Polonya'nın Lublin kenti, Türk yüzme tarihi adına unutulmaz anlara sahne oldu. Avrupa Kısa Kulvar Yüzme Şampiyonası'nda havuza inen Milli Takımımız, organizasyonu 3 kritik madalya ile tamamlayarak göğsümüzü kabarttı. 25 metre uzunluğundaki havuzda (kısa kulvar) gerçekleştirilen ve Avrupa’nın en prestijli su sporları organizasyonlarından biri olan şampiyonada, Türkiye adına 7 erkek sporcu kulaç attı. Rekabetin en üst seviyede olduğu yarışlarda sporcularımızın gösterdiği performans, Türk yüzmesinin yükselen grafiğini bir kez daha kanıtladı.
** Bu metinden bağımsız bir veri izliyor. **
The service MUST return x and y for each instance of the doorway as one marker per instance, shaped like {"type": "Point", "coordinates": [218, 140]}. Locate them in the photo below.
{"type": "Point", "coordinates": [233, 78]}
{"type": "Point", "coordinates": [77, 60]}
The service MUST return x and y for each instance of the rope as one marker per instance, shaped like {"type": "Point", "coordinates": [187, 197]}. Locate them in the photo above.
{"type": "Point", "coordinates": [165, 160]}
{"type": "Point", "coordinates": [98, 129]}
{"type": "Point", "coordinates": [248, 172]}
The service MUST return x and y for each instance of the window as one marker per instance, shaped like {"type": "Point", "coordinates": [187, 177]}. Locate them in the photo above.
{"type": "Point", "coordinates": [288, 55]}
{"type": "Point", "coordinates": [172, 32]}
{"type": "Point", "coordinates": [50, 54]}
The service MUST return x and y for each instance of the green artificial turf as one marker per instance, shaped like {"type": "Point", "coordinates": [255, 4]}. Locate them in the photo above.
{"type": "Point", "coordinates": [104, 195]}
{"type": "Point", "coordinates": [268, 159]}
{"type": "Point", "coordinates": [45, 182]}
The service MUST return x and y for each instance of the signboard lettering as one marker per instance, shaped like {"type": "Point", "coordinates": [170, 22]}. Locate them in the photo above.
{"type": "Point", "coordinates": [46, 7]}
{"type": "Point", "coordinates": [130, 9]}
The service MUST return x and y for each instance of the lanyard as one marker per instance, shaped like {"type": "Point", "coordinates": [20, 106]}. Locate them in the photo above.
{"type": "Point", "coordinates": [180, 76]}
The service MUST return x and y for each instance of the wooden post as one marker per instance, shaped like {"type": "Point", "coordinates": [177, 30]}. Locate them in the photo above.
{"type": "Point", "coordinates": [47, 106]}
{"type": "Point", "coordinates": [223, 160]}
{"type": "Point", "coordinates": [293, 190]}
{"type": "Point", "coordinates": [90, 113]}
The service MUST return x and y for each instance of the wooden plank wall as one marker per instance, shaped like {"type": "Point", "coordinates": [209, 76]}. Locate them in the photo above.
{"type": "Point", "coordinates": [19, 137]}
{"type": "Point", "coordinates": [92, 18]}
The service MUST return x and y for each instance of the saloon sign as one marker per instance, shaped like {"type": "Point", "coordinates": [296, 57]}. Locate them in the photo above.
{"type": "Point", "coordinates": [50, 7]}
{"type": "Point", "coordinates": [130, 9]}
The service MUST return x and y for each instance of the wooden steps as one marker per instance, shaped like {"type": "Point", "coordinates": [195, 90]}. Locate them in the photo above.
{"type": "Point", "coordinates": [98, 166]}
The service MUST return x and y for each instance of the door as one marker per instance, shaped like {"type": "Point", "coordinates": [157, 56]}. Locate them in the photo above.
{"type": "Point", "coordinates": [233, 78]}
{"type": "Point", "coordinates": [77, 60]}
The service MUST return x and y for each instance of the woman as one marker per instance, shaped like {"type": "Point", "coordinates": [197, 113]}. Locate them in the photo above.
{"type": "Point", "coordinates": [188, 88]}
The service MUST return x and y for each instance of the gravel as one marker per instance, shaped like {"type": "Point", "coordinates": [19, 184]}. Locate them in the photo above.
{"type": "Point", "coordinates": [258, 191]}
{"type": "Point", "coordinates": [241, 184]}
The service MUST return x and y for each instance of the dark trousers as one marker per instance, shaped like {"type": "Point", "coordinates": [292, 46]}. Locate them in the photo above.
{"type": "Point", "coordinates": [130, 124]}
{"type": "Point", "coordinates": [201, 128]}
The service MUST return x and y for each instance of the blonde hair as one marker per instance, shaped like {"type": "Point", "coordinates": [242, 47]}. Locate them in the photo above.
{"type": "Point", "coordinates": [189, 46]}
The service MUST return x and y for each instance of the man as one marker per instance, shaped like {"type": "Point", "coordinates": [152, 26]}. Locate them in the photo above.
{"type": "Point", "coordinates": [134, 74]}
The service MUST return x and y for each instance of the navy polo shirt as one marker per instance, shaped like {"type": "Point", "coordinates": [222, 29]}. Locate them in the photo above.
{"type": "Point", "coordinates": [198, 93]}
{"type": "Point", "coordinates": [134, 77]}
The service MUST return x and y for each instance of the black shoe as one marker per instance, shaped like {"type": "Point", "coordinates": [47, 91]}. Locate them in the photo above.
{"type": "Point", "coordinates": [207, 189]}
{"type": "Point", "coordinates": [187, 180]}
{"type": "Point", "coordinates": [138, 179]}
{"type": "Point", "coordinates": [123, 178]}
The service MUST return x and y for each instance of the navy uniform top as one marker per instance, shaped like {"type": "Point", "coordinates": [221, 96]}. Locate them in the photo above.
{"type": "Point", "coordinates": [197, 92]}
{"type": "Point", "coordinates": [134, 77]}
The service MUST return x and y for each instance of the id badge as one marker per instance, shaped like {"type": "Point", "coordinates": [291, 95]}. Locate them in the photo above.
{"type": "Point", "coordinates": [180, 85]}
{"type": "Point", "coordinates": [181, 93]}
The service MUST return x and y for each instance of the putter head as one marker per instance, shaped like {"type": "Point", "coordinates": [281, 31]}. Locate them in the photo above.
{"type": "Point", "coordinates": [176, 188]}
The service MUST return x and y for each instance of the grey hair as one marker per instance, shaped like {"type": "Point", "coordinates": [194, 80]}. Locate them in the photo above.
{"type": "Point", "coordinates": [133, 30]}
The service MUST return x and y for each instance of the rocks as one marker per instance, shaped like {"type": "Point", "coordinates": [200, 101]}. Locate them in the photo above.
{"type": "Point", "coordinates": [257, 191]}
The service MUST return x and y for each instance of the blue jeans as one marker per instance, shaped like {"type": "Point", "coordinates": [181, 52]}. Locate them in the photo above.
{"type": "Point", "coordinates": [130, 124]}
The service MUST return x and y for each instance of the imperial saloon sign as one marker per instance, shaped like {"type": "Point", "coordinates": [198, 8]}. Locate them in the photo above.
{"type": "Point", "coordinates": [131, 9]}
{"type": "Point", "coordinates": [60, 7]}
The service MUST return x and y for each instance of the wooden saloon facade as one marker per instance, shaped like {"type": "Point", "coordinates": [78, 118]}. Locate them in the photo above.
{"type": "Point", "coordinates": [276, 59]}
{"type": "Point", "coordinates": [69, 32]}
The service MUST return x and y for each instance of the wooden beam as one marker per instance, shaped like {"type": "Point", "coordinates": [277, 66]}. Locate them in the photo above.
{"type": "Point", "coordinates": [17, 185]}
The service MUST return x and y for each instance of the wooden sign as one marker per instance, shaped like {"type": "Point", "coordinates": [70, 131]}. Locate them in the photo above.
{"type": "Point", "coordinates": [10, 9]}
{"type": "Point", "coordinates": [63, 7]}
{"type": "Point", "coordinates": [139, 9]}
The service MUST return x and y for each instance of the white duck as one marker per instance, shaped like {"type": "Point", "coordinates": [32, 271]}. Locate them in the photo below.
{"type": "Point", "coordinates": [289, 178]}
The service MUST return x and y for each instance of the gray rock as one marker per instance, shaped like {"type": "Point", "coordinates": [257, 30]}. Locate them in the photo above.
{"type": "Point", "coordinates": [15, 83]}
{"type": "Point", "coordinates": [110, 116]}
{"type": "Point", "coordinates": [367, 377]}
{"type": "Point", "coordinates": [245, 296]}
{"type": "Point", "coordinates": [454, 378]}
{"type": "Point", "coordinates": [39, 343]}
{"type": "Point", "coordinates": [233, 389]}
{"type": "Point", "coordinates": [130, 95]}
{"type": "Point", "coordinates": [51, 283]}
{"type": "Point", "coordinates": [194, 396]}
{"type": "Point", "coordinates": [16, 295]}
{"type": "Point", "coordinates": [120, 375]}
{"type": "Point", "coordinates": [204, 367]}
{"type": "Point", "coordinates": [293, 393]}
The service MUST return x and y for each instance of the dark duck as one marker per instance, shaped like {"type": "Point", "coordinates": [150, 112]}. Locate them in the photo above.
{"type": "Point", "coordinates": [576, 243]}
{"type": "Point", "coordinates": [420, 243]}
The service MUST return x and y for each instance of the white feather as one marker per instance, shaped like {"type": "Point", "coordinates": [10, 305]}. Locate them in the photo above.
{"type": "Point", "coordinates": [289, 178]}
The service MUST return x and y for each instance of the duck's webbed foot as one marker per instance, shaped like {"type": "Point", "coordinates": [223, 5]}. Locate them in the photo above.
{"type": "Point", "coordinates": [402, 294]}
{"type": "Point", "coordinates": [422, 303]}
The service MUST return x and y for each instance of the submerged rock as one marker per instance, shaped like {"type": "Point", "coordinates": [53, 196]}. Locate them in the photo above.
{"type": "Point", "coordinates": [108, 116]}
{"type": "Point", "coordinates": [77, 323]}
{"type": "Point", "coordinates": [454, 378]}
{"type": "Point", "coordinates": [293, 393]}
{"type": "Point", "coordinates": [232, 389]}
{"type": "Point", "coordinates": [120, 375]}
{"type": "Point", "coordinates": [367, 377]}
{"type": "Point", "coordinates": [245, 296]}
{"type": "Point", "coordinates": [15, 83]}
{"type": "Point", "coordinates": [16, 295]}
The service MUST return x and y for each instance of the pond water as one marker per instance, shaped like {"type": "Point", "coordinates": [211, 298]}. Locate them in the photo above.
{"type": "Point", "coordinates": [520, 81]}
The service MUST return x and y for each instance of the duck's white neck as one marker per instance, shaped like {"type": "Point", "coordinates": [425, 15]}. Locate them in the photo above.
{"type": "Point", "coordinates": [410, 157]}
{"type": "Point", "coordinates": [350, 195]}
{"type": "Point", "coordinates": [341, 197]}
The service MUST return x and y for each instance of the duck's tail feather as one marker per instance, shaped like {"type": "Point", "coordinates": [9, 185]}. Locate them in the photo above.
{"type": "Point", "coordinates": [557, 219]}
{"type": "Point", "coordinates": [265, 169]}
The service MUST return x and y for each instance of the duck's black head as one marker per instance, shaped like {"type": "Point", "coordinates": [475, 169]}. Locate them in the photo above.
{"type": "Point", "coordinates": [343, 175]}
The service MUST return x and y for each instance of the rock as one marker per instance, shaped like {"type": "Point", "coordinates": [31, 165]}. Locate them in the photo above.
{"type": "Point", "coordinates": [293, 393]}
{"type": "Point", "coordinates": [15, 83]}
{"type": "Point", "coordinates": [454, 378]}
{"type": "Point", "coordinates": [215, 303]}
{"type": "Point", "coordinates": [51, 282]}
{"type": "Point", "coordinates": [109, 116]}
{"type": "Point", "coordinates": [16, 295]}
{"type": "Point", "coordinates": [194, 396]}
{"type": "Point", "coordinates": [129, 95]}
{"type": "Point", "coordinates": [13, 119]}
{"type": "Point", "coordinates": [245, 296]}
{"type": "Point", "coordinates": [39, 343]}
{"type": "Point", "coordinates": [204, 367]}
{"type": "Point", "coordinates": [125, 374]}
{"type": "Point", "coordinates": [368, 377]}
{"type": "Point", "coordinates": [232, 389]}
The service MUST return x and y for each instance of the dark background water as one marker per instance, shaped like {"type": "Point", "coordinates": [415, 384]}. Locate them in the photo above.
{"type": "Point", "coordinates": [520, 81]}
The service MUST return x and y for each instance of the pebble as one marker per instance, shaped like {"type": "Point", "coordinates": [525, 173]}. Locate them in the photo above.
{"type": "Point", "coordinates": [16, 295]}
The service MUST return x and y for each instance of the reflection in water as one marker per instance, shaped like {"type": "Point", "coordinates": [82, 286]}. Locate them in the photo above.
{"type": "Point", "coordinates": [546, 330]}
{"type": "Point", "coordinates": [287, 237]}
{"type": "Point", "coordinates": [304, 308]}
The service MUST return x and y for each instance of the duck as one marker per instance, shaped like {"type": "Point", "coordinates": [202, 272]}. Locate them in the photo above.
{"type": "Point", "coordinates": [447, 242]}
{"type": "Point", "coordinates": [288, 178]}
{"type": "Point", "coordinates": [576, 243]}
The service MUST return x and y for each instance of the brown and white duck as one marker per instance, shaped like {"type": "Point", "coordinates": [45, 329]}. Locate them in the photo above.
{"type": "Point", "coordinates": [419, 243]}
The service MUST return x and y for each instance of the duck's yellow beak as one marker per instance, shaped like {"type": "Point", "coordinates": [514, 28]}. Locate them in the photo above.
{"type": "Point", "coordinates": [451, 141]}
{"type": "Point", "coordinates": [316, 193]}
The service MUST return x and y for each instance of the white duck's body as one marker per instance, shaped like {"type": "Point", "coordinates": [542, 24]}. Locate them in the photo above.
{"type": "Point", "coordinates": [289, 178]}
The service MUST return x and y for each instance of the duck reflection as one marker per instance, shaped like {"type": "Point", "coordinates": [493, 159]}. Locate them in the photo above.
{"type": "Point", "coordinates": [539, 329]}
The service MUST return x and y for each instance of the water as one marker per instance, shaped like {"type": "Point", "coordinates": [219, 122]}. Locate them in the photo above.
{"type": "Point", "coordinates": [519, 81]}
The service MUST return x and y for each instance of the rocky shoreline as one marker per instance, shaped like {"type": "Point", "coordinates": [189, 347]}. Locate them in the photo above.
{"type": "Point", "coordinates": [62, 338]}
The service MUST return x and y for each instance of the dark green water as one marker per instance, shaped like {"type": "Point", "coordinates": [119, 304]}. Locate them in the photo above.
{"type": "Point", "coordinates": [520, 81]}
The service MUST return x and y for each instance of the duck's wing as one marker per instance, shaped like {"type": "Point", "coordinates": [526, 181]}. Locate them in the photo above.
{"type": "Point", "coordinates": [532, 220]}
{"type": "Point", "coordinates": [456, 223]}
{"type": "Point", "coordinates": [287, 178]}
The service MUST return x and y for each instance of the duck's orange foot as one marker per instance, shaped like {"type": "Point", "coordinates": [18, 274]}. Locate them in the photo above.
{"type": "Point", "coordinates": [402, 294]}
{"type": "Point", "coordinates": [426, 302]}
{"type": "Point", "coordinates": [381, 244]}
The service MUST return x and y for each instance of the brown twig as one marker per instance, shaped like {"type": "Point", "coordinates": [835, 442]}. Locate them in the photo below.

EMRE SAKÇI’DAN GÜMÜŞ DUBLE
Şampiyonaya damga vuran isimlerin başında, kurbağalama branşındaki yıldızımız Emre Sakçı geldi. Tecrübeli yüzücü, kısa kulvarda ne kadar iddialı olduğunu bir kez daha gösterdi. Sakçı, nefes kesen mücadelelere sahne olan hem 50 metre hem de 100 metre kurbağalama finallerinde kürsüye çıkmayı başardı. Rakipleriyle saniyenin saliseleriyle yarışan milli gururumuz, her iki mesafede de gümüş madalyanın sahibi olarak Türkiye'ye "duble" sevinç yaşattı. Sakçı'nın bu istikrarlı performansı, olimpiyatlar ve dünya şampiyonaları öncesinde büyük umut verdi.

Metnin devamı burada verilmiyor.